For the study, published in May in the journal Behavioral Neuroscience, researchers at Emory University and the University of Arizona used recording equipment to monitor 52 new dads for 48 hours while they interacted with their children, who were between one and two years old. Watching the behavior of the new fathers, researchers noticed that the way dads treated their girl babies was significantly different than the way they interacted with boys.
When interacting with daughters, dads in the study tended to sing and whistle, as well as use emotive and analytical language. They also used more words pertaining to the body such as “cheeks,” “fat,” and “belly.” When spending time with their sons, dads were much more aggressive, engaging in (baby-appropriate) roughhousing and using competitive language, such as “proud” and “win.”
Jennifer Mascaro, an Emory University researcher who worked on the study, told the Washington Post that until now, there has been very little research on how fathers interact with their children. This is in large part due to the fact that, until very recently, dads just weren’t all that involved with their kids. The Post cites a 2014 study that found that working dads spend an average of 35 minutes with their children per day; this doesn’t sound like a lot, but fathers were only spending about five minutes each day with their kids in 1974. (To compare, moms now spend a full hour with their kids each day.)

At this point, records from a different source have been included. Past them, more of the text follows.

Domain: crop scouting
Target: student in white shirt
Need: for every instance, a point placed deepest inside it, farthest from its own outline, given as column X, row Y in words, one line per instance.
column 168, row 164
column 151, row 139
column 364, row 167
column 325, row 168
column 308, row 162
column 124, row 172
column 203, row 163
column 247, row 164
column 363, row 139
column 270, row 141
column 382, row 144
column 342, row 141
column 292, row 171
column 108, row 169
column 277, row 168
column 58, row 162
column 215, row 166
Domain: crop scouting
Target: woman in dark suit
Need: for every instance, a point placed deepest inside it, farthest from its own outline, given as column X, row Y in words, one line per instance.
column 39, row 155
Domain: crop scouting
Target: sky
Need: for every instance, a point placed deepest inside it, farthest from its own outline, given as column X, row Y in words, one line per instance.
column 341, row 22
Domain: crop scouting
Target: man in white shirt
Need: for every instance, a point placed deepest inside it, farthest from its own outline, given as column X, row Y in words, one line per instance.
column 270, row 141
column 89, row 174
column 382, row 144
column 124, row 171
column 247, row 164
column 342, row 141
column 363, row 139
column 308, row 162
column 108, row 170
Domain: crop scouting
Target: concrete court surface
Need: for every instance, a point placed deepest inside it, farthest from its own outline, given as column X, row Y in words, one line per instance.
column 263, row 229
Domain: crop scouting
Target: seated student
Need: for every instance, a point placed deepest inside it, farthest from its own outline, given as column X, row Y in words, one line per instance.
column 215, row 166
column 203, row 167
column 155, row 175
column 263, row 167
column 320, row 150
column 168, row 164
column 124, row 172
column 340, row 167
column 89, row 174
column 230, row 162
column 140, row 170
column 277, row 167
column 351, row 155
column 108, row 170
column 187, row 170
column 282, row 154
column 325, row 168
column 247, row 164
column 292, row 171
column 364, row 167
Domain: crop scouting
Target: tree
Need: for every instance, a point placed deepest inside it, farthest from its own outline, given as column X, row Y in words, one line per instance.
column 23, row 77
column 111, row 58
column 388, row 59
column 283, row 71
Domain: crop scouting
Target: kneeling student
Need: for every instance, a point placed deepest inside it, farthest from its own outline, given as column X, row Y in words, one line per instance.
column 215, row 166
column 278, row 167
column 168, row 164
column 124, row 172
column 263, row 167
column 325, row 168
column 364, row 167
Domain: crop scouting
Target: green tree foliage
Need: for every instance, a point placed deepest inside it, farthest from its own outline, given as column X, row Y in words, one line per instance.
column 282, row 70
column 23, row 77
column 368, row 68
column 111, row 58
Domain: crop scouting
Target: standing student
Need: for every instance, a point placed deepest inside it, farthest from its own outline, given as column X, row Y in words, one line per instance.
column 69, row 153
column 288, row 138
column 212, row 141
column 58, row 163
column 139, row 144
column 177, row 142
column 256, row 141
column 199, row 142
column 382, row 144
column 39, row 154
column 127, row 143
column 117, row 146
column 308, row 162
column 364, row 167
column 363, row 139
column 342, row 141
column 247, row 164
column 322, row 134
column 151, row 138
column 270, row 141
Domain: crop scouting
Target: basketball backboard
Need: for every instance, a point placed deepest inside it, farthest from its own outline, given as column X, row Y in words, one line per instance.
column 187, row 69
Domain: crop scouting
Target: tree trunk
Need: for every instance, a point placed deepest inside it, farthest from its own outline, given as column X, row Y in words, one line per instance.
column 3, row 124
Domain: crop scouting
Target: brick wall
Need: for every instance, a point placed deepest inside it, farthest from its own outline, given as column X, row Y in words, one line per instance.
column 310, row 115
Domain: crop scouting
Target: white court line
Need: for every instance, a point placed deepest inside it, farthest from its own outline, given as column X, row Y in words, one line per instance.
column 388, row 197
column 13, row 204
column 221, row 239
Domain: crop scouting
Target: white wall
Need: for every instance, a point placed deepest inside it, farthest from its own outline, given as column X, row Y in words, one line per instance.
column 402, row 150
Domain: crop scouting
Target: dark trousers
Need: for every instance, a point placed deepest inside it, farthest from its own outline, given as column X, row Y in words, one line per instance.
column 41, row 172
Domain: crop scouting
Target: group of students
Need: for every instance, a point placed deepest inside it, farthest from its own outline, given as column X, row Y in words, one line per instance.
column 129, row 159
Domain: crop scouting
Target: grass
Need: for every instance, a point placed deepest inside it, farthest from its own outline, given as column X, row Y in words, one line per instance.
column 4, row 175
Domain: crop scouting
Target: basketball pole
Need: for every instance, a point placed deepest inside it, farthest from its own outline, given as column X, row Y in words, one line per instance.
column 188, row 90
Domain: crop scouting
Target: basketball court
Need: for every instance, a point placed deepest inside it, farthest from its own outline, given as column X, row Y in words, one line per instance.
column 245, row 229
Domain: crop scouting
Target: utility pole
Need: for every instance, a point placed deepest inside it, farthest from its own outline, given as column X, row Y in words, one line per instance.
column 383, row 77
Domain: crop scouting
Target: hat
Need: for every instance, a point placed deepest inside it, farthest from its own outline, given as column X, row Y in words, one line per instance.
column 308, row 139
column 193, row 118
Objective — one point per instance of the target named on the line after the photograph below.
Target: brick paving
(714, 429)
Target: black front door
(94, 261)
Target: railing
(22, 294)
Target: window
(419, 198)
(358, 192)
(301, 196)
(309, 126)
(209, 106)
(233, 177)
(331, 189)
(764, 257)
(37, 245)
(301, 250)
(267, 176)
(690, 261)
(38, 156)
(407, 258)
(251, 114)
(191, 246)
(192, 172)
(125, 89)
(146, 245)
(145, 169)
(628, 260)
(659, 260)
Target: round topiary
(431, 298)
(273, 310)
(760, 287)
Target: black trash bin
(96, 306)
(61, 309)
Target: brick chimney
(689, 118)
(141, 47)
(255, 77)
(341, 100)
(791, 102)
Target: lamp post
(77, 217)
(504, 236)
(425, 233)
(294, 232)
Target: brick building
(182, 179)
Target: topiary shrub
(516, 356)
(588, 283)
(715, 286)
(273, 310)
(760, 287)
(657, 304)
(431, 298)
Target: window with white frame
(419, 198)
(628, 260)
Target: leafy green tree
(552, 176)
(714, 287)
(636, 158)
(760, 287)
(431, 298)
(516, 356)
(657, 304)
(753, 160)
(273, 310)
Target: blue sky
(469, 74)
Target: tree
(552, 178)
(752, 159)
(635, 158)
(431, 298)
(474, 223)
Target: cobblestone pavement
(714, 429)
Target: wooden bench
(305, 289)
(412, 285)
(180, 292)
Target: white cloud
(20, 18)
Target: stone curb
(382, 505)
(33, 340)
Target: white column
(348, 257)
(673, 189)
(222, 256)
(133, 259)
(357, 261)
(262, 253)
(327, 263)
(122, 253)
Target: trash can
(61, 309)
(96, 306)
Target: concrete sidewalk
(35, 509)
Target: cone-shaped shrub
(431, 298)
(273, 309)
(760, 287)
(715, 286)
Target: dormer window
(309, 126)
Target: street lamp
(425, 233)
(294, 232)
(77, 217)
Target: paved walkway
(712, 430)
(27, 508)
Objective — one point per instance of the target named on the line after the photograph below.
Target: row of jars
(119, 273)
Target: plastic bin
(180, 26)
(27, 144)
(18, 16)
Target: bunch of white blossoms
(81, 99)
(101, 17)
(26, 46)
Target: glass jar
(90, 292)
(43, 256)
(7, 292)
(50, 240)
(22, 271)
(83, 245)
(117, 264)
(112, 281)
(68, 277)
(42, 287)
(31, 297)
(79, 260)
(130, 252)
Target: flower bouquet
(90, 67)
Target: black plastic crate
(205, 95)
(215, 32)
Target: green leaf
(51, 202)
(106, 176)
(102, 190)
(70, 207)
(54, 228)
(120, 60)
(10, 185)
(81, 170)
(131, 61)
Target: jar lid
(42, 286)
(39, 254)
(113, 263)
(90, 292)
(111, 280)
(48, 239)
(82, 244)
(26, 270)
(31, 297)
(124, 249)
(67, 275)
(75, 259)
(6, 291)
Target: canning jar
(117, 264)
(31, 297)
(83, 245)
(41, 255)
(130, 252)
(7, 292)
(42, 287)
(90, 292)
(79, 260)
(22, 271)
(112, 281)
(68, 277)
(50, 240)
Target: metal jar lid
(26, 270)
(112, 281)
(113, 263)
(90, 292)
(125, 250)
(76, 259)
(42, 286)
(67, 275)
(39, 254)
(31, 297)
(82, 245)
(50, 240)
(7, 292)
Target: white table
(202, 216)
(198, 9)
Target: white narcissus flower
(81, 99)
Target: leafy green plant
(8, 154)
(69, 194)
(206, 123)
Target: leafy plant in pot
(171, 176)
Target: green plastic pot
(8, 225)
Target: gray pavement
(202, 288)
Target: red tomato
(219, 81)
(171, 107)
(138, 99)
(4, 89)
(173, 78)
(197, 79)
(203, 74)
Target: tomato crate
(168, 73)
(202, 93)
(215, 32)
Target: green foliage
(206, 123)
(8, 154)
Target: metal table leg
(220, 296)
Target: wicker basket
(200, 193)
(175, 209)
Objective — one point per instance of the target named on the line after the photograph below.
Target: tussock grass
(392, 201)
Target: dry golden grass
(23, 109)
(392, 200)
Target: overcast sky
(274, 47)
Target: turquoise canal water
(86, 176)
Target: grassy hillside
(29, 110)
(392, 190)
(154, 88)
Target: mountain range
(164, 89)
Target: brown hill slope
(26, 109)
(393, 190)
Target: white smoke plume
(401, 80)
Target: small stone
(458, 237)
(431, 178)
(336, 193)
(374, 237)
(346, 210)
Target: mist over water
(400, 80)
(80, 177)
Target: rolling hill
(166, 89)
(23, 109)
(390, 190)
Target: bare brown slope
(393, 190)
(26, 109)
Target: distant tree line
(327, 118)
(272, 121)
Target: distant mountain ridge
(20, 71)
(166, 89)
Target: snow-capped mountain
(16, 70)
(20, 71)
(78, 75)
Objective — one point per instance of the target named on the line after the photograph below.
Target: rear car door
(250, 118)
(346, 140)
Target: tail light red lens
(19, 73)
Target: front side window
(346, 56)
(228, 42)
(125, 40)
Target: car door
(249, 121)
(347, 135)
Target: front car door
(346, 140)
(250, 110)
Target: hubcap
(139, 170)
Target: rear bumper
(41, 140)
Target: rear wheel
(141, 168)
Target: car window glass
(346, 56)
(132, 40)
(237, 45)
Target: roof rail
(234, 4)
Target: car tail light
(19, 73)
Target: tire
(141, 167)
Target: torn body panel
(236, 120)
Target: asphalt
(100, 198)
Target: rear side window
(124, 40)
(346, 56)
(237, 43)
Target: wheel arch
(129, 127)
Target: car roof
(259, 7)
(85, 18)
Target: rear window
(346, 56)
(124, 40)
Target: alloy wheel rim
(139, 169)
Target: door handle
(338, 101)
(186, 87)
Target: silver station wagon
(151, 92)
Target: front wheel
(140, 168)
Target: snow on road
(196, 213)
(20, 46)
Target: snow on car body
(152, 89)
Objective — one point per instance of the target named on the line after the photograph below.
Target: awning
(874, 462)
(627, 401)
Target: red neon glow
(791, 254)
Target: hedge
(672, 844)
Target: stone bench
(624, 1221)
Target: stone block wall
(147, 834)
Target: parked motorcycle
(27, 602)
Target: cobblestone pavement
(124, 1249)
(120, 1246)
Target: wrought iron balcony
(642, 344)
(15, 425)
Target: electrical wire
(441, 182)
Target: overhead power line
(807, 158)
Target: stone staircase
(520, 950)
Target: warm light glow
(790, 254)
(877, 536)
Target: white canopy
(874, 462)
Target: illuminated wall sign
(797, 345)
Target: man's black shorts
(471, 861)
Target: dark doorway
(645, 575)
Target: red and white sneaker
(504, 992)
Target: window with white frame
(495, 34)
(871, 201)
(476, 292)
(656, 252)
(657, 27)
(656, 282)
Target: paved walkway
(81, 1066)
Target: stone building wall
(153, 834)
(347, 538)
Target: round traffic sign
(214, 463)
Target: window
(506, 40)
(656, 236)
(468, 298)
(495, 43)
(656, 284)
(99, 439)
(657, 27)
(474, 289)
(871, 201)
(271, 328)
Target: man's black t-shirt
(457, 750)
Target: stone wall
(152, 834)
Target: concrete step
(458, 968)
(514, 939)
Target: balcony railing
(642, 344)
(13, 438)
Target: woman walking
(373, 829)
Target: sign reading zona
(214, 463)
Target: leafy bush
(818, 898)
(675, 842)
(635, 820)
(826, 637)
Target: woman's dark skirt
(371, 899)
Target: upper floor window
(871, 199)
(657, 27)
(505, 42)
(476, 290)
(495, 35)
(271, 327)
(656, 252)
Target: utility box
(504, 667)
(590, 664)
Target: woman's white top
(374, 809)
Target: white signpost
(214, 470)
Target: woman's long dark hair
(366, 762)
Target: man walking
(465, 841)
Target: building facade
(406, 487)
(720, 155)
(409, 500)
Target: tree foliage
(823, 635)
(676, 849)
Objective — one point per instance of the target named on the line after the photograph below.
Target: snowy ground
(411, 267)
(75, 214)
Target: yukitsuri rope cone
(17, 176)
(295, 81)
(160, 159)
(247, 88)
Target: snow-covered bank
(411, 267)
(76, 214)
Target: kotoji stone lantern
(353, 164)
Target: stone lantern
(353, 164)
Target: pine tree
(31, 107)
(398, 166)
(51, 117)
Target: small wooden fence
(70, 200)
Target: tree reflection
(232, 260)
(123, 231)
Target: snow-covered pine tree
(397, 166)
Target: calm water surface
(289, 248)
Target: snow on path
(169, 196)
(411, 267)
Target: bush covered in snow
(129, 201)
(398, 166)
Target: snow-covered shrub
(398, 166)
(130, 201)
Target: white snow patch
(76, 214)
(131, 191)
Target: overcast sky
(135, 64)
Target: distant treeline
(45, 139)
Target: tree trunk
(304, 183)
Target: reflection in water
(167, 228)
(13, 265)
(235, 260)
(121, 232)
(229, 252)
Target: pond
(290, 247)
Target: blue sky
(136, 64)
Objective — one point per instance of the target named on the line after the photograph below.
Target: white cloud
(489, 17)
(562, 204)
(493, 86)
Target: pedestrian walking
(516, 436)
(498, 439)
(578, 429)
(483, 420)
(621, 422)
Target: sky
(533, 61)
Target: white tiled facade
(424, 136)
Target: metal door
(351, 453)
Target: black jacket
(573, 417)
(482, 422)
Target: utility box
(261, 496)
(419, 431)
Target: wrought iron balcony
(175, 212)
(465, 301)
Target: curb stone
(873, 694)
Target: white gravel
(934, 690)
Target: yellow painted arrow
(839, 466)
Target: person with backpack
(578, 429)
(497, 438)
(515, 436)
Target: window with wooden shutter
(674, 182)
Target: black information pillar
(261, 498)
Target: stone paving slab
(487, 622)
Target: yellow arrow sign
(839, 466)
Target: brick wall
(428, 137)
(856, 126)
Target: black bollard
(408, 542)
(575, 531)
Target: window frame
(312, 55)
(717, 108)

The new study also involved an experiment where fathers were shown photos of their baby with different expressions: sad, neutral, and happy. When the dads were shown photos of their daughters, they showed a greater neural response overall; in particular, they exhibited a strong response in their brain’s reward system when shown happy photos of their girls. With sons, however, the response was different. When dads looked at pictures of their sons, they had the strongest response to neutral expressions.
Mascaro told the Post that researchers aren’t totally clear as to why dads responded this way to photos of their sons, but says it might have something to do with how dads interact with their sons in person. “Rough and tumble is this special situation where this kind of movement is okay, but you really have to attend to your partner’s emotions: Are they still having fun? I think it’s really intriguing to think that attending to more ambiguous facial expressions might be important,” she tells the Post.
This research reveals that the idea of dads being tough on their sons but a bit softer with their daughters has some truth behind it, and is an important step in understanding how fathers impact their children, and the role they play in raising their kids. Susan Gelman, a University of Michigan professor of psychology who was not associated with the study, tells the Guardian that we can learn a lot about gender roles from these findings.
Gelman says the study has “potentially important implications regarding the implicit messages that boys versus girls receive from an early age. Gender stereotypes and biases place limits on boys as well as girls, so it’s important for parents to be aware of how they may be passing along their own gender biases.”
Though there are many interesting and helpful insights to pursue based on this research, Moscaro tells us via email that because the study only took place over the course of 48 hours, it would be “premature to make recommended parenting changes based on these findings alone.” But in light of other research on fathers, there are still some helpful conclusions to be drawn.
For example, “Previous research indicates that rough and tumble play facilitates emotional and social development, so it is potentially important that fathers are engaging in more of this behavior with sons,” Moscaro tells us.
Overall, according to Moscaro, “If fathers are engaging in less of these positive behaviors with one sex vs. the other based on subtle gender biases about how we think we should interact with boys and girls, then I think we can say that it’s important to be aware of, and try to address, some of the social biases that affect all of us.”
While more research is necessary, Moscaro and her colleagues’ findings begin to shed light on how dads are interacting with their children, and the impact they have on their kids’ lives.